As with any good innovation, Sony’s proprietary technology started with a customer need ready to be solved: the Bayer Crop Science Division lacked an international IoT solution that could track seed products from start to finish throughout its distribution channel. Millions of dollars of revenue stood at stake, so Bayer turned to Sony to develop a smart label that would set the organisation up to manage its supply chain with end-to-end visibility. 

Sony’s printable and disposable adhesive label allows companies to track the condition and location of their products worldwide and act upon the vast amounts of data it collects. The process is simple: the label activates when attached to the package, connects to AT&T’s secure LTE-M network, and sends data to the Smart Label Cloud in real time. 

In sharp contrast to other smart label solutions that place trust in a patchwork combination of Wi-Fi, radio-frequency identification, and other limited coverage connections, the Sony Smart Label connects solely through a secure and universally-available cellular network. “Working with Sony,” says Robert Boyanovsky, the vice president of Mobility, IoT and 5G at AT&T, “we provide full visibility of every item shipped.” 

Most importantly for companies on the edge, the Smart Label integrates with existing enterprise systems to achieve full visibility, thus adding value without disrupting supply chain process flow. 

Why is this important now? 


Companies that previously delayed introducing RFID and other automated track-and-trace technologies can capitalise on recent developments that lower costs, improve accuracy, and supercharge traceability. 

Clearly the technology has value in today’s uncertain global marketplace, and can help decrease the costs of tracking goods. To quote Christof Backhaus, the Project Lead at Bayer, “the Smart Label indicates how much product is in the market, from the packaging line to the end customer.” Companies no longer have to spend a small fortune to take advantage of recent IoT developments. “Due to the technical composition [of the label],” Backhaus explains, “we don’t require additional infrastructure, manual scanning, or other expensive tools.” 
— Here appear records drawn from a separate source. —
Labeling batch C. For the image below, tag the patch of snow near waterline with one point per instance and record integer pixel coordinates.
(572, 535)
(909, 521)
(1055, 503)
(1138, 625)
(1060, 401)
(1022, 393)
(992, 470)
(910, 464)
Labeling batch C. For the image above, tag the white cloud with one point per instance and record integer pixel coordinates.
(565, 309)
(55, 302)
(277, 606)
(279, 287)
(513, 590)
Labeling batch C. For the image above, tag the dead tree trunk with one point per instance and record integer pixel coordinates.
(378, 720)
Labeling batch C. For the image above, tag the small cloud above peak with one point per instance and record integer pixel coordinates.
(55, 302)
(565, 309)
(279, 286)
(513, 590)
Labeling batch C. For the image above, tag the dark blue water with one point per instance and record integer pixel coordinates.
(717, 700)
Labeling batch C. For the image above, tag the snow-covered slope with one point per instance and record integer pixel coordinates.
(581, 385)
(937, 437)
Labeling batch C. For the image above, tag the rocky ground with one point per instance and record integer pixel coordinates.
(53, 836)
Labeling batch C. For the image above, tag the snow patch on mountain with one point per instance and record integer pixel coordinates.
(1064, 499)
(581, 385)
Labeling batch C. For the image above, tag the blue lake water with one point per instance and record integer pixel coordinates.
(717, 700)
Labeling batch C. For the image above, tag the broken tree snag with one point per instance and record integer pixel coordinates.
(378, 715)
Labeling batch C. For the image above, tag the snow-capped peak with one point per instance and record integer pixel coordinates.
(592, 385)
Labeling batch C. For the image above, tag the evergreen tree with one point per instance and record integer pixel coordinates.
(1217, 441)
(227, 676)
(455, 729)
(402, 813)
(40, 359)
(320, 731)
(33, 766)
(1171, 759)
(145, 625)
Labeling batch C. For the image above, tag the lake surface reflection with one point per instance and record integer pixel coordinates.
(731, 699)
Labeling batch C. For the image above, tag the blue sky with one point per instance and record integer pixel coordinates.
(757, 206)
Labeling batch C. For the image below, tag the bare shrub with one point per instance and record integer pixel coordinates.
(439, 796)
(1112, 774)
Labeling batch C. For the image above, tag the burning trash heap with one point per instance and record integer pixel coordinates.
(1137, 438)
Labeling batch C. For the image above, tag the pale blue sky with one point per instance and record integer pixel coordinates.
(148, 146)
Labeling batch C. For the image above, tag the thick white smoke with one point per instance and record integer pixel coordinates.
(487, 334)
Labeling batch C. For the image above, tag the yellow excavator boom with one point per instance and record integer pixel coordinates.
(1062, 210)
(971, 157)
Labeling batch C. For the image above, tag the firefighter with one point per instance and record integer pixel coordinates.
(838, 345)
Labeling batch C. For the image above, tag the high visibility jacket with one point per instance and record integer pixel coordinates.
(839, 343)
Over the decades since RFID was first introduced, support for introducing it to company supply chains has also improved. AT&T’s IoT Professional Services Organisation, for example, supports companies through the end-to-end design and integration process--from installation to deployment and project management. 

Companies that invest in traceable and visible supply chain solutions stand the best chance of survival, adjusting in real-time to natural disasters, shipping backups, and slowed-down supplier turnarounds as a result of the global pandemic. “Smart Label promises to help businesses like Bayer realise the full potential of the IoT,” says AT&T’s Boyanovsky. “[We can] deliver improvements in revenue and cost savings and make supply chains more efficient.” 

Certainly, company executives will be hard-pressed to ignore recent innovations. In an age of uncertainty, RFID and its challengers herald a welcome sense of supply chain security. The next step? “Our sales team,” Boyanovsky adds, “is prepared to engage with prospective customers now.”